The National Electoral Institute (INE) expects the coalition in power to win between 265 and 292 lower house seats out of a total 500. Morena itself could win between 190 and 203 seats. A two-thirds majority of at least 334 seats is necessary to push constitutional amendments through Congress. Voter turnout was just above 51 percent, considered a high amount for mid-term elections. The results for governor positions are still to be verified, despite declarations of victory coming from various candidates.

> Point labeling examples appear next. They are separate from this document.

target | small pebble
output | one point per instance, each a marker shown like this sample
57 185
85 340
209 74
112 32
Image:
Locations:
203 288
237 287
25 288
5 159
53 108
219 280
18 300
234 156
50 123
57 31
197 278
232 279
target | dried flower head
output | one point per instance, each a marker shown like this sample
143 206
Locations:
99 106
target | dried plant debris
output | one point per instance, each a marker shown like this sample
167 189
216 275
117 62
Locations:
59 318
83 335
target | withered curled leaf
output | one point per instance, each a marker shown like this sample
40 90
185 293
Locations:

Sunday´s elections were largely seen as a referendum on López Obrador’s policy direction, which he calls Mexico’s Fourth Transformation (4T), a reference to three important transformations in Mexico’s past. López Obrador’s wants to overhaul Mexico’s neoliberal reforms of previous administrations, claiming they only benefitted the elites and fostered corruption to the detriment of the state-owned companies PEMEX and CFE. Independent institutions and courts found themselves disparaged by the President, who wanted to cut its budget in favor of his own large infrastructure plans.
When the President’s efforts to turn back past reforms were met with legal suspensions until Mexico’s Supreme Court issues its final judgement, he said a constitutional change was worth considering. Nevertheless, with the coalition’s lead in the lower house dwindling and previously scrambling opposition parties returning to the limelight, such fundamental changes appear to be unlikely. In a referendum on the 4T’s policy direction, many Mexicans appeared to have braved the COVID-19 pandemic to ask Mexico’s government for a more nuanced direction moving forward. Mexico City especially used to be akin to a home base for the coalition, but saw voters largely look to other parties to voice discontent.

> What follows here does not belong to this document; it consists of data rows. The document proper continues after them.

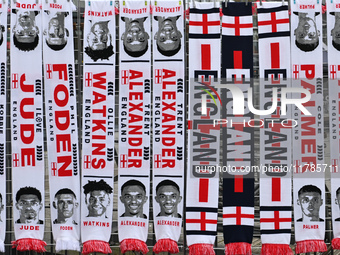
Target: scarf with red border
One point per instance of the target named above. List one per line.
(3, 68)
(98, 125)
(275, 134)
(134, 125)
(62, 126)
(238, 143)
(333, 19)
(27, 128)
(168, 123)
(308, 141)
(204, 137)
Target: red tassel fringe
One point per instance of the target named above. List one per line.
(201, 248)
(238, 248)
(336, 243)
(166, 245)
(276, 249)
(96, 246)
(29, 244)
(310, 246)
(133, 245)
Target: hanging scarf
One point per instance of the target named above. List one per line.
(238, 143)
(98, 126)
(333, 21)
(3, 114)
(61, 121)
(204, 137)
(168, 123)
(134, 125)
(27, 128)
(275, 138)
(308, 143)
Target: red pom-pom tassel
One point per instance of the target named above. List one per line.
(238, 248)
(96, 246)
(166, 245)
(133, 245)
(201, 248)
(29, 244)
(276, 249)
(310, 246)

López Obrador nodded to the results during Monday morning’s press conference, praising Mexico for it increased political maturity and the “free and clean” election process. Only 30 of of over 130,000 voting locations were unable to open due to a variety of incidents, some of which involving violence, theft of voting materials and threats. Nonetheless, violence disrupted many political campaigns in the country, with 36 candidates on mostly local levels murdered before the elections took place.